As they are bred to "give voice" when excited, scent hounds may bark much more frequently than other dog breeds. Although this can be a nuisance in settled areas, it is a valuable trait that allows the dog's handler to follow the dog or pack of dogs during a hunt even when they are out of sight, such as when following a fox or raccoon through woodland.

== Classification ==
The Fédération Cynologique Internationale (FCI) places scent hounds into their classification "Group 6". This includes a subdivision, "Section 2, Leash Hounds", some examples of which are the Bavarian Mountain Hound (Bayrischer Gebirgsschweisshund, no. 217), the Hanover Hound (Hannover'scher Schweisshund, no. 213), and the Alpine Dachsbracke (Alpenländische Dachsbracke, no. 254). In addition, the Dalmatian and the Rhodesian Ridgeback are placed in Group 6 as "Related breeds".

== Genetic history ==
Genetic studies indicate that the scent hounds are more closely related to each other than they are with other branches on the dog family tree.

== Breeds ==
The scent hound type includes the following breeds:

- Alpine Dachsbracke
- American Leopard Hound
- Anglo-French hounds (French hounds crossed with English Foxhounds)
  - Anglo-Français de Petite Vénerie
  - Grand Anglo-Français Blanc et Noir
  - Grand Anglo-Français Blanc et Orange
  - Grand Anglo-Français Tricolore
- Ariegeois
- Artois Hound
- Austrian Black and Tan Hound
- Basset Artésien Normand
- Basset Bleu de Gascogne
- Basset Fauve de Bretagne
- Basset Hound
- Bavarian Mountain Hound
- Beagle
- Beagle-Harrier
- Billy
- Black Mouth Cur
- Bloodhound
- Blue Lacy
- Bosnian Broken-haired Hound
- Briquet Griffon Vendéen
- Catahoula Leopard Dog
- Coonhounds
  - Black and Tan Coonhound
  - Bluetick Coonhound
  - English Coonhound (a.k.a. American English Coonhound and Redtick Coonhound)
  - Redbone Coonhound
  - Treeing Walker Coonhound
- Cretan Hound
- Dachshund
- Deutsche Bracke
- Drever (Swedish Dachsbracke)
- Dunker (Norwegian Hound)
- Estonian Hound
- Finnish Hound
- Foxhounds
  - American Foxhound
  - English Foxhound
  - Dumfriesshire Black and Tan Foxhound (extinct)
  - Welsh Foxhound
- French hounds
  - Chien Français Blanc et Noir
  - Chien Français Blanc et Orange
  - Chien Français Tricolore
- Grand Basset Griffon Vendéen
- Grand Bleu de Gascogne
- Grand Gascon Saintongeois
- Grand Griffon Vendéen
- Greek Harehound
- Griffon Bleu de Gascogne
- Griffon Fauve de Bretagne
- Hamiltonstövare
- Hanover Hound
- Harrier
- Istrian Coarse-haired Hound
- Istrian Shorthaired Hound
- Kerry Beagle
- Laconian (extinct)
- Limer (obsolete term)
- Montenegrin Mountain Hound
- Mountain Cur
- North Country Beagle (Northern Hound) (extinct)
- Otterhound
- Petit Basset Griffon Vendéen
- Petit Bleu de Gascogne
- Petit Gascon Saintongeois
- Plott Hound
- Polish Hound (pl.
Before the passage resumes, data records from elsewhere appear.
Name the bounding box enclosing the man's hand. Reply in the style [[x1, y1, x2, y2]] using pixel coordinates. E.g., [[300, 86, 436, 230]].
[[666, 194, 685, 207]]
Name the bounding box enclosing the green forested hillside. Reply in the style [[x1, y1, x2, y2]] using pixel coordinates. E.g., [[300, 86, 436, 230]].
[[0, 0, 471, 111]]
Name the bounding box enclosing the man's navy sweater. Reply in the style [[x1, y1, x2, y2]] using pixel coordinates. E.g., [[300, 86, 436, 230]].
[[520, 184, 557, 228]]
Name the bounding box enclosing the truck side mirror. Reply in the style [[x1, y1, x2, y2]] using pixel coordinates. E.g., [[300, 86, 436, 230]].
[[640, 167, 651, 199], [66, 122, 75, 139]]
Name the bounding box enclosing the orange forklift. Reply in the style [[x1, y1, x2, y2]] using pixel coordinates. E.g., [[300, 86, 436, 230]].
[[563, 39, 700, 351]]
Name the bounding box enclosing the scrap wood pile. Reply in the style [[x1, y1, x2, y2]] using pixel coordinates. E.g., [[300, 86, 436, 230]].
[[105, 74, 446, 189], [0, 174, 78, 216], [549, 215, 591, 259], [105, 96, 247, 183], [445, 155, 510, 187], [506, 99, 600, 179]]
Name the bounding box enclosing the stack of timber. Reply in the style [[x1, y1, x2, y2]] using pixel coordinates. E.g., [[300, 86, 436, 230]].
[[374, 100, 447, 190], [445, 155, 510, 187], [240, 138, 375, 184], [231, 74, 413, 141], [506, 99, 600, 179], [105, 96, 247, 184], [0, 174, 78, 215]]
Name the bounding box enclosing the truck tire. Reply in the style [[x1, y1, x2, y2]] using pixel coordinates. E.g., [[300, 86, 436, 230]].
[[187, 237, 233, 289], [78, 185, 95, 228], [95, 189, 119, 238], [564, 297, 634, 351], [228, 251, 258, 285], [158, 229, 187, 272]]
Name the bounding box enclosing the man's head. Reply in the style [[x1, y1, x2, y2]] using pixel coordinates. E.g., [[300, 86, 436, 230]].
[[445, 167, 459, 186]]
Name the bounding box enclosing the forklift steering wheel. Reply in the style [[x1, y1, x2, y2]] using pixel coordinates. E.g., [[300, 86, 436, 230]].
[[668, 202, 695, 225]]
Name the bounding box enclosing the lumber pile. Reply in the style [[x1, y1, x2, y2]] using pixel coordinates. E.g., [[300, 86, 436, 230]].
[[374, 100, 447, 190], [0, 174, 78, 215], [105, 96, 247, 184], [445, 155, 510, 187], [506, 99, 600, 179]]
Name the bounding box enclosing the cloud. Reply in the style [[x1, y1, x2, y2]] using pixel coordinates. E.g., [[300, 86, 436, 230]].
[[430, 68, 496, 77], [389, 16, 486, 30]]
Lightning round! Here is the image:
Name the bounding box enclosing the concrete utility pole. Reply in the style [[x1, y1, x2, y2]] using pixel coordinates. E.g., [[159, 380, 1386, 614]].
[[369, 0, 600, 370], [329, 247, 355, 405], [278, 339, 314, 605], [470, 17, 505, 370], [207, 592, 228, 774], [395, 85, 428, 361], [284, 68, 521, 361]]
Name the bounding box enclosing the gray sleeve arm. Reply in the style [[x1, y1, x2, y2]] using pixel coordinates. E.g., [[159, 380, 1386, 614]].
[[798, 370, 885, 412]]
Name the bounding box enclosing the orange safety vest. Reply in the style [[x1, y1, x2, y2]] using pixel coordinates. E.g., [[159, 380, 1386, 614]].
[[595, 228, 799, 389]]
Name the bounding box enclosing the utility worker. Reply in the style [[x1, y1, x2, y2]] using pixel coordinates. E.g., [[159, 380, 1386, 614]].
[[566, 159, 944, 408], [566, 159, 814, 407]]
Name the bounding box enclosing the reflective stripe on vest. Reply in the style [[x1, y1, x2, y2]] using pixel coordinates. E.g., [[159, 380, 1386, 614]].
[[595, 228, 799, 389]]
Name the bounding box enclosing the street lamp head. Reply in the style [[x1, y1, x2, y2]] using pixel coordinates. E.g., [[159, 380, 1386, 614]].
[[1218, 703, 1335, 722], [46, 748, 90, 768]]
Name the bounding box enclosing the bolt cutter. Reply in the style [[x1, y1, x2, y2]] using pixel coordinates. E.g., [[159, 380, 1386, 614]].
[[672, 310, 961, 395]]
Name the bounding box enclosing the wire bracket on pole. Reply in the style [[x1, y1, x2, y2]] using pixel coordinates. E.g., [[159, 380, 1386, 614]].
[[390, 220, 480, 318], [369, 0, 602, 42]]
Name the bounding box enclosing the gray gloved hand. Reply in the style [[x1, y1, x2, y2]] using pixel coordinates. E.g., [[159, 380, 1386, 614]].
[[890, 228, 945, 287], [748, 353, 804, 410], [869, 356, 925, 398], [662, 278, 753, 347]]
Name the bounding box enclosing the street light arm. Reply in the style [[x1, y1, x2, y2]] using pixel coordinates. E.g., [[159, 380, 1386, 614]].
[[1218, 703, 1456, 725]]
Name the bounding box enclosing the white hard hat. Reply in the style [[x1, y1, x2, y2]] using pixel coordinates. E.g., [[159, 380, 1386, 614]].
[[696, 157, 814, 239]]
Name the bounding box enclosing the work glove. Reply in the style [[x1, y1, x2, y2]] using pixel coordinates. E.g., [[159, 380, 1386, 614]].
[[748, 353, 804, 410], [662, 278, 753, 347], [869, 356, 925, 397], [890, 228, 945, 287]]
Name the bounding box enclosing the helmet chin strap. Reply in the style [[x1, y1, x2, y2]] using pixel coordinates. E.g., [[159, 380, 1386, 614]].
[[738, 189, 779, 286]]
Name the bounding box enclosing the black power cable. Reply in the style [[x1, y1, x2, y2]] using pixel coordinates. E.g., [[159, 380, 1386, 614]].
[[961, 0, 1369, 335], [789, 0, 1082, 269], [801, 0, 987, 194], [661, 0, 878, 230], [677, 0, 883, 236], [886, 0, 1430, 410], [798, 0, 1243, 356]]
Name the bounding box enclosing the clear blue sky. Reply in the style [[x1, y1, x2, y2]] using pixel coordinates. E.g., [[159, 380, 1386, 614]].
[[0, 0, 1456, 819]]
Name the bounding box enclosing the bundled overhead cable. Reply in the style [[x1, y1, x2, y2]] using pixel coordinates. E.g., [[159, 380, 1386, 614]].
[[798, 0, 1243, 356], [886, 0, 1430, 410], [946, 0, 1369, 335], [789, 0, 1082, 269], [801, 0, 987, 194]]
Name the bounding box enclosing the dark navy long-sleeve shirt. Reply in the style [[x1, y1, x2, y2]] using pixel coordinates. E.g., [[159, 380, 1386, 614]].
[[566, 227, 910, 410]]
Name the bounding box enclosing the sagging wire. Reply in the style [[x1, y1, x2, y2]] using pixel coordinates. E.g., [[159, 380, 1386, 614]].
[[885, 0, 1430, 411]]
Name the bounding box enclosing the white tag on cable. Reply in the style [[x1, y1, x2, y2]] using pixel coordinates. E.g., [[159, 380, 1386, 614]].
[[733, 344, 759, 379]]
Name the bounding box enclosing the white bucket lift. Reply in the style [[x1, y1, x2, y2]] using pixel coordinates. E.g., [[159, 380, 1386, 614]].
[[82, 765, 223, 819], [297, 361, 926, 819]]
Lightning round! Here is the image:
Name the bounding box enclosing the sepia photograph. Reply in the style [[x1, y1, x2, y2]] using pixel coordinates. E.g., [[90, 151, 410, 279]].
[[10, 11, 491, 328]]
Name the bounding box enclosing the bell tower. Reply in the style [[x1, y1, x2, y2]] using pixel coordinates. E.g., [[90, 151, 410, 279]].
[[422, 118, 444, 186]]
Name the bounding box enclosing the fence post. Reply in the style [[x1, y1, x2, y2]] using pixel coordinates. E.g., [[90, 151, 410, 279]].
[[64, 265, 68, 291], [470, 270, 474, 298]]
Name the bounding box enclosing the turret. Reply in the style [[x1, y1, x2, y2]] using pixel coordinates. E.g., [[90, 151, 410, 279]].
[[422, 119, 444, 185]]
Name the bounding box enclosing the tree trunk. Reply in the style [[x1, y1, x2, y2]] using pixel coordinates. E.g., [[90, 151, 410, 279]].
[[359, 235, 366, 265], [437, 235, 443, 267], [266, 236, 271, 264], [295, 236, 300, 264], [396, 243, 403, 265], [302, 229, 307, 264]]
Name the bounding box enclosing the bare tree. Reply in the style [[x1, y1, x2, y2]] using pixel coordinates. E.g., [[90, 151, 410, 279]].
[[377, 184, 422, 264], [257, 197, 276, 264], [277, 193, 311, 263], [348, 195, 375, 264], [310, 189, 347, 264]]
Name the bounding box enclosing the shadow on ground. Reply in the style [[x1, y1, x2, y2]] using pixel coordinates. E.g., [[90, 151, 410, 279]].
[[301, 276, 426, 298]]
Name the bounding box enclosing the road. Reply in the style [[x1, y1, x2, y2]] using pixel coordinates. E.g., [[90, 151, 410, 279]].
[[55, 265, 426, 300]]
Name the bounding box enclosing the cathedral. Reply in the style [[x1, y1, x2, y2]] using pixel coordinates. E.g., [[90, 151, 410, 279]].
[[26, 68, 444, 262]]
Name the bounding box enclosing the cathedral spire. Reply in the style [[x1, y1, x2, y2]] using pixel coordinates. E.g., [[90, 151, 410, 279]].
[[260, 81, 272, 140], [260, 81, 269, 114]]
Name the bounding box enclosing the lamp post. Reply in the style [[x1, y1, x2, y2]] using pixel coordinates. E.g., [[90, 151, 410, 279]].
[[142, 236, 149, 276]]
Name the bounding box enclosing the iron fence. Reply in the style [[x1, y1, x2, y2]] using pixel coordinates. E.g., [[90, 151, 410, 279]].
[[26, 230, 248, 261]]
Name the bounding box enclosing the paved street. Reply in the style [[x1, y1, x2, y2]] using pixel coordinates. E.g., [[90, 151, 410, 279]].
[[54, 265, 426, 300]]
Ogar Polski)
- Polish Hunting Dog (pl. Gończy Polski)
- Porcelaine
- Posavac Hound
- Rache (obsolete term)
- Sabueso Español (Spanish Scenthound)
- Sabueso fino Colombiano
- St. Hubert Jura Hound
- Schillerstövare
- Segugio dell'Appennino
- Segugio Italiano a Pelo Forte
- Segugio Italiano a Pelo Raso
- Segugio Maremmano
- Serbian Hound
- Serbian Tricolour Hound
- Schweizer Laufhund
- Schweizerischer Niederlaufhund
- Slovenský Kopov (Slovakian Hound)
- Smålandsstövare
- Southern Hound (extinct)
- Stephens Cur
- Styrian Coarse-haired Hound
- Talbot Hound (extinct)
- Tatranský durič
- Transylvanian Hound
- Treeing Cur
- Treeing Tennessee Brindle
- Trigg Hound
- Tyrolean Hound
- Westphalian Dachsbracke

== United Kennel Club (US) Scenthound Group ==
The Scenthound Group is the group category used by the United Kennel Club (US), which it divides into two categories. The first includes the American hunting dogs known as coonhounds and the European hounds from which they were developed. These are referred to as Tree Hounds. The category also includes curs, American dogs bred for hunting a variety of game, such as squirrels, raccoons, opossums, bobcats, cougars, American black bears, and feral pigs. The second category is referred to as Trailing Scenthounds, and includes dogs used for tracking of humans, reputedly descended from the St. Hubert Hounds.